After getting the close W over Drake, the Gophers have a 10-day break for final exams and face their next opponent, Oral Roberts, Dec. 21 in the second game of a six-game homestand. Pitino hopes it will be a good chance to put some practice time together, “because it’s been really hard to develop those guys right now.”
As much as some like to say this is the same Gophers team as the one that went to the NCAA Tournament last season, they have some key holes with Akeem Springs graduated and Eric Curry out for the season with an injury sustained over the summer. Then if you factor in any of the starting five (like Reggie Lynch) getting into foul trouble, the bench players become an even bigger factor. Hurt also acknowledges the “fairly inexperienced” bench, with two freshmen in Isaiah Washington and Jamir Harris, plus Davonte Fitzgerald, who is back playing after two years following a knee injury. And again, Hurt didn’t play much last year as a freshman.
“We have to do a better job of jelling with the starters when we do come in,” Hurt said.
So maybe this game-break came at the perfect time?
“I think we definitely need it, just to obviously get the guys rested, but also we need to work out some kinks just offensively and defensively,” Hurt said. “And get back to where we were at the beginning of the season and kind of follow that plan that we had from last year which let us have so much success.”

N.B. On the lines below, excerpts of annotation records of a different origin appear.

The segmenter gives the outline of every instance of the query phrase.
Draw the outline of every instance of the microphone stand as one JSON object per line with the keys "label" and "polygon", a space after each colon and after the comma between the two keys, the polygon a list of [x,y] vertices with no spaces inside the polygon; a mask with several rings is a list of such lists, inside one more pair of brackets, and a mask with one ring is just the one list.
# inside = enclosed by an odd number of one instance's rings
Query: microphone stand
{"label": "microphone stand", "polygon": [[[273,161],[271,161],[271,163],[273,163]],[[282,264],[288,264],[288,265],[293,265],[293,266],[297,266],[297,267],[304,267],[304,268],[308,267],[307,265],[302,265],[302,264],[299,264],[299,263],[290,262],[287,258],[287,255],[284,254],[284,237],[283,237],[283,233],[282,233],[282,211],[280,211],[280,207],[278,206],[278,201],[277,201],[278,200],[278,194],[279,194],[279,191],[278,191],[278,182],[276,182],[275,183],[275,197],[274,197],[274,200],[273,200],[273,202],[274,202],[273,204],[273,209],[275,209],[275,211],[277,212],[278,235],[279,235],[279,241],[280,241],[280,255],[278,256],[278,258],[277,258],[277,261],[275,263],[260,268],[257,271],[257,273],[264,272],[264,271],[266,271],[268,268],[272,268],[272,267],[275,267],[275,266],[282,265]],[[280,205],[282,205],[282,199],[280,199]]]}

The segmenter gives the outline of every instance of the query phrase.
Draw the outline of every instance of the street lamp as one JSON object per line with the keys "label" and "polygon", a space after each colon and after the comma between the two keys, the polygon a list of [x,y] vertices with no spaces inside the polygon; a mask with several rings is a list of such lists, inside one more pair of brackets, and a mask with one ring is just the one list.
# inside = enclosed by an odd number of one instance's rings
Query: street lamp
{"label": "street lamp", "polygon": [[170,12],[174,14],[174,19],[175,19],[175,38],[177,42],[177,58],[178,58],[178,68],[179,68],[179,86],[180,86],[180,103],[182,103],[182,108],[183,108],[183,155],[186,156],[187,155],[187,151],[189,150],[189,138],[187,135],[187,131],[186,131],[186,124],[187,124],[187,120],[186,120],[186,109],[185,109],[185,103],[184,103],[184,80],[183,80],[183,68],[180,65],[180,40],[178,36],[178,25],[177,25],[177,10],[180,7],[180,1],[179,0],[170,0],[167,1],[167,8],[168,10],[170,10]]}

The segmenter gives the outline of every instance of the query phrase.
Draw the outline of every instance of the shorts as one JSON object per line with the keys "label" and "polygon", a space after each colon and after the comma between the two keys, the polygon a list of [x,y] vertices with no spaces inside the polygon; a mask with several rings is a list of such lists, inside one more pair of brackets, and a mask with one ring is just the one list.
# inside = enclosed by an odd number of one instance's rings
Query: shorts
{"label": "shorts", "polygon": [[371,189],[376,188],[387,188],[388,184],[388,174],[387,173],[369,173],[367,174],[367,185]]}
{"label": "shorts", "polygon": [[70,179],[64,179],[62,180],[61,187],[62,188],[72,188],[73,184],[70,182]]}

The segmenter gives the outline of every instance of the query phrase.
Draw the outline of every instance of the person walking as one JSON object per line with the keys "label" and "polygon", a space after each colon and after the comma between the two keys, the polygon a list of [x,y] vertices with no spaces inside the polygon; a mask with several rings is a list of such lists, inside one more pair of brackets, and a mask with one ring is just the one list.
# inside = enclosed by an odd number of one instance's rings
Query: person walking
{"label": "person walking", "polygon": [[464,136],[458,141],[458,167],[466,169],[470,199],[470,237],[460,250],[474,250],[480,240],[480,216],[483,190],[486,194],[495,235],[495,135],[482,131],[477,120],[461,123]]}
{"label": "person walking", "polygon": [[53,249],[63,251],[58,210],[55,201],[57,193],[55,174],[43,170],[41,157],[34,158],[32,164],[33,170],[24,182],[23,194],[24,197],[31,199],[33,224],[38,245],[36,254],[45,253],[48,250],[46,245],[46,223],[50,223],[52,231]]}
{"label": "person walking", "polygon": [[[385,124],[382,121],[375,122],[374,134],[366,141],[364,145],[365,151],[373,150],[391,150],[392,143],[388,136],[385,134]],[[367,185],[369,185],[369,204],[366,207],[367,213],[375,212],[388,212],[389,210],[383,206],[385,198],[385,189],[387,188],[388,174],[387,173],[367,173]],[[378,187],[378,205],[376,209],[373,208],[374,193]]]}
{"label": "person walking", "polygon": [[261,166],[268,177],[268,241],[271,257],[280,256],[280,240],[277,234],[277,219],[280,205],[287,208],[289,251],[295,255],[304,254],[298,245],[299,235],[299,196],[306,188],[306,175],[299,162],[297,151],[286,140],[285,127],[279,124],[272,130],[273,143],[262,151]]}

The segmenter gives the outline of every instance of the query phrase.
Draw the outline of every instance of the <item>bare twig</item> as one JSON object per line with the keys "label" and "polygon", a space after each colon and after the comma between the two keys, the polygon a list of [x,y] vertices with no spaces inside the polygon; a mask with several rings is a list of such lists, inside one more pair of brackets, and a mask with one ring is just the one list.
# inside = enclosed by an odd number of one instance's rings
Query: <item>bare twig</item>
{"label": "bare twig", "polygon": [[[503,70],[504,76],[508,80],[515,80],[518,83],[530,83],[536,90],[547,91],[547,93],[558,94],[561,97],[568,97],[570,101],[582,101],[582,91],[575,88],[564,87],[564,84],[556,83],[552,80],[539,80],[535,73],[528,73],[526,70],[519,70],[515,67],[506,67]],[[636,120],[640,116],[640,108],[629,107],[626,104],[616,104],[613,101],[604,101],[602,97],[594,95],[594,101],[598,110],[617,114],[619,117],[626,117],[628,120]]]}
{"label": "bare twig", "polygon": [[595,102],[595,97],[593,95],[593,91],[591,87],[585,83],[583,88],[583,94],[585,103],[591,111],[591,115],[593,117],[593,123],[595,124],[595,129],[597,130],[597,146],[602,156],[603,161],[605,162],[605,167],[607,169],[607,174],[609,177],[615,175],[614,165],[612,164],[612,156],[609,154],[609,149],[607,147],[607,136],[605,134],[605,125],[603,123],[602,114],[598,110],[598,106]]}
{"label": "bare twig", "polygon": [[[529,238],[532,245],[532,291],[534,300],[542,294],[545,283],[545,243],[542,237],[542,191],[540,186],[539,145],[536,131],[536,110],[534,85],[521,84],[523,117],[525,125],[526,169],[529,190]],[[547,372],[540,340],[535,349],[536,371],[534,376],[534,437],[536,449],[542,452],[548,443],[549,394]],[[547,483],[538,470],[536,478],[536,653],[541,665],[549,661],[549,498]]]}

At the start of the season, Hurt was thrown right into games with 10 and 13 minutes. His shooting was decent for the small sample size: 1-for-1 in field goals for the first two games, then 2-for-4 the next two. Pitino was also encouraged with Hurt after the first three games, saying he moved well from point A to point B and from a physical standpoint made winning plays.
“So I think just getting the experience has helped a lot defensively,” Hurt said earlier this season. “I would say just being a more consistent shooter out there where I can be and then moving without the ball is huge, especially when Nate’s [Mason] coming off the ball screen or Murph’s [Jordan Murphy] posting up, just finding ways to get my defender distracted so that they can go make a play. And if my guy goes to help then I can cut and… go get a bucket.”
Pitino had called him the best cutter on the team, adding that he moves well without the basketball. Instead of camping out in the corner waiting for a pass to shoot 3-pointers all the time, Hurt will back-cut. It’s a play Pitino watched Hurt complete in high school quite a bit.
Everybody thinks about Gophers sophomore guard and Hopkins native Amir Coffey when they think of the Minnesota local boy on the Gophers roster, and some seasoned Gophers fans probably mistake him for his father and former Gopher, Richard, as well. Hurt is a Minnesota boy, too. He was the leading scorer for Rochester John Marshall High School in 2015-16 and a finalist for Mr. Basketball, losing out to his now-teammate Coffey.
Looking at his stats, the sheet is not overwhelming, but Hurt’s still seeing more time on the floor than last season as a freshman. He’s played in every game this season, scoring a season-high five points in victories over Niagra and UMass. He’s seen double-digit minutes in 9-of-12 games, and his overall stat line is already improved over last season. He’s grabbed 19 rebounds (15 defensive), nine assists and five steals so far, all better than last year. It also shows he can contribute on the defensive side of the court, too, part of the recipe to success he’s kept in mind.
“I think it helps that we can outscore teams at times, but… we really try to have the same defensive mentality we had last year, which was defend, rebound and run,” Hurt said. “Just because that was our key to success for winning so many games last year.”
The offense will come along once his body catches up to the game, Pitino said in mid-November.
“He’ll get there,” Pitino said. “It’s the speed of the game sometimes. But once he gets acclimated with that, I don’t think that there’s any doubt that he’s a really good shooter.”